L'Abbé C. est un récit à trois voix publié par Bataille peu après la guerre. Il met en scène, dans un télescopage de témoignages successifs, la fin de la relation entre un industriel, Charles C., et son frère jumeau, Robert, un prêtre, alors que les deux hommes entretiennent une forme de lien d'attraction répulsion avec la même femme, Eponine.
Cet ABC de Bataille, malgré sa singularité exhibée, est en fait assez représentatif d'une démarche littéraire qui aura fait les beaux jours de Minuit et des sémiologues au début des années 50. Le langage, d'où le titre à mon avis, crée un espace plus ou moins séparé du réel dans lequel une orgie de signes contradictoires et non figuratifs forment la toile pour le lecteur qui doit retrouver la clef de l'énigme codée – le roman met beaucoup en scène l'idée d'un mystère à percer derrière la gémellité perverse des C., au sens premier du terme (Bataille ne fait pas tant un roman sadien qu'un roman qui inverse et retourne constamment les valeurs), et de leurs actes en apparence peu explicables.
L'association de cette grande abstraction conceptuelle dans la manière que les personnages ont de projeter leur sentiment avec une imagerie bourgeoise assez éculée m'échappe pas mal.
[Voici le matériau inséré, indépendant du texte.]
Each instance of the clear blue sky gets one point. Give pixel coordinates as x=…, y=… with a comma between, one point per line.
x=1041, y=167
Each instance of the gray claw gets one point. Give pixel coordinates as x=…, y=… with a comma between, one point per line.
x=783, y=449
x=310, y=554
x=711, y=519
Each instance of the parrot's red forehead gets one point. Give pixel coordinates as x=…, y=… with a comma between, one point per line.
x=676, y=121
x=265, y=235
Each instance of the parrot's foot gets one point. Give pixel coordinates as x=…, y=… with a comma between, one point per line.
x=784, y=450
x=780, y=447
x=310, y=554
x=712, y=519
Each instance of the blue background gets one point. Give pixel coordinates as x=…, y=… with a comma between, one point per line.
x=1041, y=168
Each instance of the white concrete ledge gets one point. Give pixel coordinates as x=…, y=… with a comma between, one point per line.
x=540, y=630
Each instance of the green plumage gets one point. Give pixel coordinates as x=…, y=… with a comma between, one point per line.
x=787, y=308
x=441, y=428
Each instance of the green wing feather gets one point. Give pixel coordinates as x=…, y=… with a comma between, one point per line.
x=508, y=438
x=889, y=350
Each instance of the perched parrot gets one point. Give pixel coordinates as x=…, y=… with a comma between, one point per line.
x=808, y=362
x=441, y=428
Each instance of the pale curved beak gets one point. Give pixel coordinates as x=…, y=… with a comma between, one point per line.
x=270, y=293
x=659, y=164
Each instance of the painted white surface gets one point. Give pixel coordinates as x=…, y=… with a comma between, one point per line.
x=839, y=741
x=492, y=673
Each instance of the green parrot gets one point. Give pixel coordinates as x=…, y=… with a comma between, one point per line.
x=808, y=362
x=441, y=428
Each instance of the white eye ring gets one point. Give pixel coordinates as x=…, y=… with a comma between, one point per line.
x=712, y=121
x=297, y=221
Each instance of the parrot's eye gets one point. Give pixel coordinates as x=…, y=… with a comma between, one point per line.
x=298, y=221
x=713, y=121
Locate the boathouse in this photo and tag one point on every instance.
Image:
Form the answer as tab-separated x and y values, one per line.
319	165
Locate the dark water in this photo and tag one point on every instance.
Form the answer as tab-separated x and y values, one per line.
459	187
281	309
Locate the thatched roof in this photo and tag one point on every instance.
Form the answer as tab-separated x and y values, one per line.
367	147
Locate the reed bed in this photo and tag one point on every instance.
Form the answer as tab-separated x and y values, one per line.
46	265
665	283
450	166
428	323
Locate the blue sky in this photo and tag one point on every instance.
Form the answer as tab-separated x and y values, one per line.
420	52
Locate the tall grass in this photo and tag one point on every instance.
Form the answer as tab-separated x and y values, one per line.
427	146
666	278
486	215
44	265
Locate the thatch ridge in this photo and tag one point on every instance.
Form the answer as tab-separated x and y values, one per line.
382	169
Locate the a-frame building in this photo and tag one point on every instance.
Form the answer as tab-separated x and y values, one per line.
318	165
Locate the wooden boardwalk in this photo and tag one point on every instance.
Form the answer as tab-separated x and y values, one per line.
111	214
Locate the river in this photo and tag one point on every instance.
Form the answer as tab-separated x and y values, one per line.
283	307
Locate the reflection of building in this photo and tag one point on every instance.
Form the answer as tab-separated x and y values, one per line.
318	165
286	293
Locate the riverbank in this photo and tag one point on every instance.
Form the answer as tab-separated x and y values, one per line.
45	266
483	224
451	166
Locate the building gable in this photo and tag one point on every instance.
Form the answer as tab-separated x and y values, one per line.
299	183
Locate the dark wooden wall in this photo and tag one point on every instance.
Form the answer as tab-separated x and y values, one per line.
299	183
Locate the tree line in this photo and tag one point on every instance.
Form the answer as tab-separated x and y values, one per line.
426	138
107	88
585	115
On peut vouloir voir énormément derrière ce que propose Bataille dans cette machine à brouiller, mais finalement on a tout de même affaire à la vieille histoire du curé qui enfourne, simplement rédigée de la manière la plus opaque du monde.
La folie solaire qui semble s'emparer de ces personnages de fiévreux perdus a tout de même quelque chose d'attractif, sur le plan purement poétique, mais cela fonctionne paradoxalement mieux dans les rapports qu'échangent le bref narrateur premier avec Charles C., en ouverture et en fermeture du roman, qu'avec le double, retourné mais identique, que doit former le jumeau.
J'ai peut-être l'esprit un peu paresseux en ce moment, mais le biscornu est-il si nécessaire ? Bof tout de même.